"Lekum dînukum veliye dîn"
NUSRET REŞBER
İslam Öncesi Din Anlayışı
İslam peygamberi Hz. Muhammed'in (s.a.s.) gönderildiği Arap Yarımadası'nda puta tapıcılık yaygındı. Hz. İbrahim'in (a.s.) getirdiği Hanîf Din'in kalıntılarına yer yer rastlanılsa da yok denecek kadar çok azdı.
Ehli Kitap olan Hıristiyan ve Yahudiler de Allah'ın Hz. Musa ve Hz. İsa'ya gönderdikleri kitapları tahrif etmiş, Allah'ın gönderdiği dinle hiçbir alakası kalmamıştı.
Ehli Kitabın sapkın hali ayette şöyleydi:
"Yahudiler, 'Üzeyr, Allah'ın oğludur' Hıristiyanlar ise, 'İsa Mesih, Allah'ın oğludur'" diyorlardı.(Tevbe 30)
Müşrikler de atalarından kendilerine tevarüs eden, fazilet atfettikleri veya saygı duydukları, Allah yanında (kendilerince) saygın bildikleri kimselerin putlarına tapıyorlardı. Kur'an'da bunların da halleri şöyle anlatılır:
"Böyleyken, sanki kendilerine bir yardımı dokunacakmış gibi, kalkıp Allah'tan başka ilâhlar edindiler." (Yâsîn 74)
"Aslında bu putlar, sizin ve atalarınızın uydurduğu birtakım kuru isimlerden, gerçekliği olmayan boş lafızlardan ibarettir. Allah onların ilâhlığı hakkında hiçbir delil indirmemiştir. Dolayısıyla bunlara tapanlar, başka şeye değil sadece kuruntuya ve nefislerinin arzularına uymuş olurlar. Halbuki onlara Rableri tarafından doğru yol rehberi olan Kur'an ve Peygamber de gelmiş bulunmaktadır." (Necm 23)

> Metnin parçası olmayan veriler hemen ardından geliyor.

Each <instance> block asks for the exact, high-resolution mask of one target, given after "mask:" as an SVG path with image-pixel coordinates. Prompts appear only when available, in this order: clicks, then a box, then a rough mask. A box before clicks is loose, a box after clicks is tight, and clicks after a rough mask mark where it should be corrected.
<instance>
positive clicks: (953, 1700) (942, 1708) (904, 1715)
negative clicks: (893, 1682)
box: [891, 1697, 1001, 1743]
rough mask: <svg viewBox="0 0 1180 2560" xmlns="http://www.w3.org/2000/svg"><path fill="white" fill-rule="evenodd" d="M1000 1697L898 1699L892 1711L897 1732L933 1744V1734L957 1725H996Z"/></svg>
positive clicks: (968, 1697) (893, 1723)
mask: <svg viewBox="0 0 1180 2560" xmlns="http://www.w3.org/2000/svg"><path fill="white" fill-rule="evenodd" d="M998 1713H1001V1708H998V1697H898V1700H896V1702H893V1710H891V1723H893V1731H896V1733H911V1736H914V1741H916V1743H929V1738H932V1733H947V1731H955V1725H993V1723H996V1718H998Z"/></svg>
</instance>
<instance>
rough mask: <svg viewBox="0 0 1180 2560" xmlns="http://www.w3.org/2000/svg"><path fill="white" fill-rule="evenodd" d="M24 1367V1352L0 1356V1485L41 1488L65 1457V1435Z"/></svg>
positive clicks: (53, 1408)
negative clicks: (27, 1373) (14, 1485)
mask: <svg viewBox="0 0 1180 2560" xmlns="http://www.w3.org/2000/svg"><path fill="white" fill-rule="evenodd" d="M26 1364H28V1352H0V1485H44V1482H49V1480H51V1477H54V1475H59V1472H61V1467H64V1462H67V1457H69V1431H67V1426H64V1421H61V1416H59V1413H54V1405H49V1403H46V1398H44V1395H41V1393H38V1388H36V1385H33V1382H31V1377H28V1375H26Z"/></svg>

KUR'AN VE SÜNNET'İN ANLATTIĞI DİN
Hal böyleyken Allah Teâlâ, peygamberini son ilâhî kitapla gönderdi.
Ancak gelen yeni peygamberin çağırdığı Hak Din'e ne müşrikler ne de Ehli Kitap kabule yanaşmadı.
Oysa özellikle Yahudi ve Hristiyanlar, yeni bir peygamberi dört gözle beklemekteydiler.
Gelen yeni peygamberle güç kazanacaklardı. Ona tabi olup diğer milletlere Onunla üstünlük sağlayacaklardı.
Ve çağrıları da bu yöndeydi: gelin "Yahudi ve Hıristiyan olun ki doğru yolu bulasınız" diyorlardı.
Zira Yahudiler Hz. İbrahim'i Yahudi, Hristiyanlar da onu Hristiyan kabul ediyor, aralarında bunu tartışıyorlardı
Ama Allah CC. gönderdiği son peygamberiyle, Ona indirdiği Kur'an'la hem o günün Ehli Kitap olanları hem de müşriklerin iddialarını yalanladı. Ve hak dinin tarifini şöyle haber verdi:
"De ki: "Hayır, hakka yönelen İbrahim'in dinine uyarız. O, Allah'a ortak koşanlardan değildi." (Bakara 135)
İbrahim, ne Yahudi idi, ne de Hristiyan'dı. Fakat o, hanîf (Allah'ı bir tanıyan, hakka yönelen) bir Müslümandı. Allah'a ortak koşanlardan da değildi. (Âl-i İmrân 67)
Ve Hz. Peygamber, hayata gözlerini yumuncaya kadar, Allah'ın yüklediği, İslam Dinini tebliğ etme görevini yaşayarak görevini tamamladı.
Ne tebliğ hayatında ne de emredildiği istikamette yaşama mücadelesinden bir zerre geriye adım atmadı.
Allah'a kulluk görevini bihakkın yerine getirdi ve sahabesine de aynısını yaşamayı, taviz vermeden anlatmayı emretti.
Getirdiği hak davadandinden taviz verme tekliflerinin hiç birisine de meyletmedi, buna fırsat tanımadı.
İçinde bulunduğu toplumun hastalıkları olan başta Allah'a şirk koşmayı terk etmelerini anlattı.
Sadece Allah'a (hiçbir şeyi, hiçbir surette ortak koşmadan) ibadet edilebileceğini anlattı.
Yardımın ancak Allah'tan istenebileceğini, rızkı verenin ancak Allah olduğunu insanlara tebliğ etti.
Zinayı ve zinaya giden bütün yolların İslam'da yasak olduğunu haykırdı ve o yolları kapattı.